Piuttosto, anziché andare alla ricerca del pelo nell’uovo, potremmo impiegare questo tempo per rispondere alla domanda immutabile: il ciclismo dei sempre quelli, dei sempre gli stessi, è più bello o più brutto del ciclismo democratico, in cui il livellamento da A/2 non consente mai di fare un vero pronostico, obbligando Angelo Costa a valutare la possibilità di lanciare “Venti facce da eccetera eccetera”?
Siamo al solito capolinea. La risposta? Dipende dai gusti. Meglio un Van Der Poel che prende tutti a sberle e arriva da solo, oppure un bell’arrivo con gruppetto da dodici? Meglio Roglic-Thomas che decidono un grande giro in dieci chilometri di cronoscalata finale, sul filo dei secondi e del cambio di bici, o la prevedibilissima colluttazione tra Vinge e Pogacar, tutti gli altri già a un quarto d'ora dopo la prima settimana di Tour?
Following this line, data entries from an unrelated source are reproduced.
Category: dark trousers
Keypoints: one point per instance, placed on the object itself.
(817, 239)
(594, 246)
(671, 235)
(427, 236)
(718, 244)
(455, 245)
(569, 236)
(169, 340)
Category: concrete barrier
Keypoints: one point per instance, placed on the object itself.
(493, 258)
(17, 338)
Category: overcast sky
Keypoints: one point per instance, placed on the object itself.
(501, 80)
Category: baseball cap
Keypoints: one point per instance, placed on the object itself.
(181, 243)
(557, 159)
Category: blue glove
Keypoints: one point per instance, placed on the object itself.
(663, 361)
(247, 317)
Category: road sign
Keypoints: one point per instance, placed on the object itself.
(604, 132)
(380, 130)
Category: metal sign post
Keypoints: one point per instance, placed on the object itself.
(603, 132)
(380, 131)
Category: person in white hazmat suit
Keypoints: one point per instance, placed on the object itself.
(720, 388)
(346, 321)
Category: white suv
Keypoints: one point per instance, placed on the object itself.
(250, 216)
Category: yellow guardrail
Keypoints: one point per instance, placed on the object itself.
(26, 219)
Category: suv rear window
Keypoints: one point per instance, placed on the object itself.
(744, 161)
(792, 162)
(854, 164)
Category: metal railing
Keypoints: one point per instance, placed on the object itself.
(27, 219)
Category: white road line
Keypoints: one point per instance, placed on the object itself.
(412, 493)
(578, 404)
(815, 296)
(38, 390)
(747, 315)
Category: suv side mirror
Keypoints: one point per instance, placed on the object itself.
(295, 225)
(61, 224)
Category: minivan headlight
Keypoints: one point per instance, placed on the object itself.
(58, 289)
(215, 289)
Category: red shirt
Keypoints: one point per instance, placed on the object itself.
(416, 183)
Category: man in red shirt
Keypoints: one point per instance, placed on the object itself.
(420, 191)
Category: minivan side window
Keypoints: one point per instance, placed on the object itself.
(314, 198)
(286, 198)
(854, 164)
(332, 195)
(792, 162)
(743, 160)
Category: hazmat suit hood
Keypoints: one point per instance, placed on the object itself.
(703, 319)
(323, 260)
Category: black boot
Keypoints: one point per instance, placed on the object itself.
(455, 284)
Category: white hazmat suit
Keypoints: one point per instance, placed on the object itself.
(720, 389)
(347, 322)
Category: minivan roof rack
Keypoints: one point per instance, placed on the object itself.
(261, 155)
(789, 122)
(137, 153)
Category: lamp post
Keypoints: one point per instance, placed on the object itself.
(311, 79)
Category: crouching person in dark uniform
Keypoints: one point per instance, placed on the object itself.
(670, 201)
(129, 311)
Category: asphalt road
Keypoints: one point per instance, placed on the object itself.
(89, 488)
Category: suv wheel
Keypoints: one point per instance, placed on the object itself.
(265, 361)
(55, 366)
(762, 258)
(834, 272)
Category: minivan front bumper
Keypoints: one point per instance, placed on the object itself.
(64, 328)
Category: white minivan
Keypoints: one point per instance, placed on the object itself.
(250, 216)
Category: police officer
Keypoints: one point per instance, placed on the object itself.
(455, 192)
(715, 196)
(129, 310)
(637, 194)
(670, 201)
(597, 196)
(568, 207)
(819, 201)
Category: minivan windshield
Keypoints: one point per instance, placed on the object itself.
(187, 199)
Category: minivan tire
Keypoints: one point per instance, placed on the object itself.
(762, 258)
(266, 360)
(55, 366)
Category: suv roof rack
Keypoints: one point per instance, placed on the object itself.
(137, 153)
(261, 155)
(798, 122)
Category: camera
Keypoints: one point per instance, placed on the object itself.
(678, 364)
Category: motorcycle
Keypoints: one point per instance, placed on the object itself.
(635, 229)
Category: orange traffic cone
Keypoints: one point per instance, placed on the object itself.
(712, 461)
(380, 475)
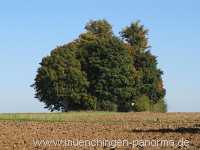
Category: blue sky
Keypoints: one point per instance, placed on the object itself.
(29, 30)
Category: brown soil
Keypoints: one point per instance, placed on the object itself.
(21, 135)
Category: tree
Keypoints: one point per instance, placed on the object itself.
(61, 84)
(149, 80)
(100, 71)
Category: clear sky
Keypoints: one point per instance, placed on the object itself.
(29, 30)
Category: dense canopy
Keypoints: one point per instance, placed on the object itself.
(100, 71)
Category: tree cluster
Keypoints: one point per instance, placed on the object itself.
(100, 71)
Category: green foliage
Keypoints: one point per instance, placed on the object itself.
(142, 104)
(99, 71)
(61, 84)
(148, 75)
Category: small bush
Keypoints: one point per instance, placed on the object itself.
(160, 106)
(107, 106)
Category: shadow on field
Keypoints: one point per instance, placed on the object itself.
(168, 130)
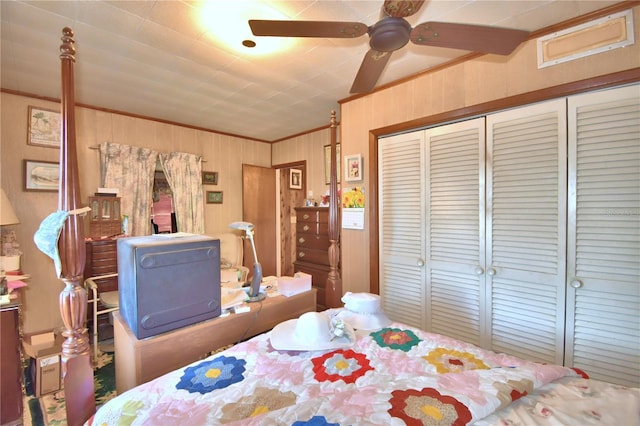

Nel mio piccolo non ho mai cambiato idea: mi piace restare a bocca aperta davanti al fuoriclasse, fuori dalla nostra portata, capace di inventarsi cose che noi umani nemmeno eccetera eccetera, tutta la vita scelgo il campionissimo che gli altri possono solo sognarsi di battere, e quando ci riescono difatti diventano eroi. L’equilibrio dei normali non mi ha mai esaltato. Ma è chiaro che sono gusti. Vanno tutti rispettati. Anche quelli che preferiscono i Maneskin a Lucio Battisti.